Straßenbau: Ortsumgehung in Celle

Planungshistorie

Bei der Ortumgehung handelt es sich um ein Fernstraßenvorhaben des Landes Niedersachsen als Bestandteil des Bundesverkehrswegeplans 2015. Die geplante Ortsumgehung von Celle wird aus fünf Bauabschnitten bestehen, die von Adelheidsdorf im Süden bis Groß-Hehlen im Norden verlaufen sollen. Erklärtes Ziel ist es, möglichst viel Verkehr der sich sternförmig in Celle treffenden Bundes- und Landesstraßen B 3, B 214, B 191, L 310, L 180 und L 282 aus der Innenstadt herauszuhalten und die Reisegeschwindigkeit zu erhöhen. Zwei der Abschnitte sind bereits fertiggestellt, zwei weitere warten auf die Planfeststellung. Für den planfestgestellten Aller-Querungsabschnitt - den dritten Bauabschnitt - ist derzeit eine Klage beim Oberverwaltungsgericht Lüneburg anhängig.

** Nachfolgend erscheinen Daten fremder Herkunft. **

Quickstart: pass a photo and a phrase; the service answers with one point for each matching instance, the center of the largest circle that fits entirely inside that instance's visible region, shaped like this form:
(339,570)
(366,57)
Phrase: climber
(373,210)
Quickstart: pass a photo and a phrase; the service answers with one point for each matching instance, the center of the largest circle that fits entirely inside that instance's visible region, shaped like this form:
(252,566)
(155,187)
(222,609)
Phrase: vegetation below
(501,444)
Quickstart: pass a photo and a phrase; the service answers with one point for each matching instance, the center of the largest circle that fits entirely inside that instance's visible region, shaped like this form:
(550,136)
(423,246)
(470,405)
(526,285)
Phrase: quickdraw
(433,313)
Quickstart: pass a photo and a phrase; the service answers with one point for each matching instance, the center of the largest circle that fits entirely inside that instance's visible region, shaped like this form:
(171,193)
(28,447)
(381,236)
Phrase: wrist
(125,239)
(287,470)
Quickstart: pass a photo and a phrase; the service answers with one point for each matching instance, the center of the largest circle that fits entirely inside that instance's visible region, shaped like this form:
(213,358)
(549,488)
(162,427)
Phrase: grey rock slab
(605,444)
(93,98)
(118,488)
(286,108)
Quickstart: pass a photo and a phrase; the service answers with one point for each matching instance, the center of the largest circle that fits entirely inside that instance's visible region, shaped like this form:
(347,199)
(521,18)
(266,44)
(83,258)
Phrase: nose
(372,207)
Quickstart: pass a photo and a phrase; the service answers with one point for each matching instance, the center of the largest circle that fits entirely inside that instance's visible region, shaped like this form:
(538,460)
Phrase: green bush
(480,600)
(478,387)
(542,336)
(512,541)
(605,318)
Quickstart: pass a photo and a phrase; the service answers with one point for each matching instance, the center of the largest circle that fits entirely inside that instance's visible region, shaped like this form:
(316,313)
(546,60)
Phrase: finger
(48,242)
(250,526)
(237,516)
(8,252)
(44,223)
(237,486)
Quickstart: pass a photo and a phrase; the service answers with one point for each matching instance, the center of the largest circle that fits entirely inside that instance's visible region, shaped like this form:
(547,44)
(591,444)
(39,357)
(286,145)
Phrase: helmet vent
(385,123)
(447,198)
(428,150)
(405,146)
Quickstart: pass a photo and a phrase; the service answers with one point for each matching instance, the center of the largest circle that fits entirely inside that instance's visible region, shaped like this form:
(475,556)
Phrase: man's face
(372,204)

Hier fassen wir die wichtigen Entscheidungen zur Ortsumgehung in Celle zusammen:

  • Bereits vor etwa 100 Jahre bestand der Wunsch nach einer Umgehungsstraße in Celle, hierfür wurde eine Trasse auf der alten Ostgrenze der Stadt freigehalten.

  • In der zweiten Hälfte der 50er Jahre wurde die Planung der Stadt, die Kommunalstraße zu bauen, bei der näheren Projektprüfung fallen gelassen. Stattdessen projektierte die Stadt eine 4-spurige Westumgehung von der B3 im Süden (Westercelle) bis nördlich Groß Hehlen großzügig. Diese wurde 1970 - überwiegend 4-spurig und mit einem zweiten Brückenkopf in der Aller - bis zur L 180 als „Wilhelm-Heinichen-Ring“ (WHR) fertiggestellt.

  • Bis 1969 wächst der Entlastungsbedarf: Die BAB 7 von Süden her verläuft nur bis Nörten-Hardenberg. Die B 3 (quer durch Celles Innenstadt) entwickelt sich zu einer der wichtigsten Nord-Süd-Achsen durch Deutschland. Durch die wachsende Wirtschaft nach dem Krieg nehmen Motorisierung und Militärverkehr (Panzer der britischen Besatzungsmacht) stark zu. Weder die Häuser noch LKWs werden jedoch lärmgedämmt. Im Jahr 1969 erfolgt der Anschluss der A 7 an das Hamburger Straßennetz.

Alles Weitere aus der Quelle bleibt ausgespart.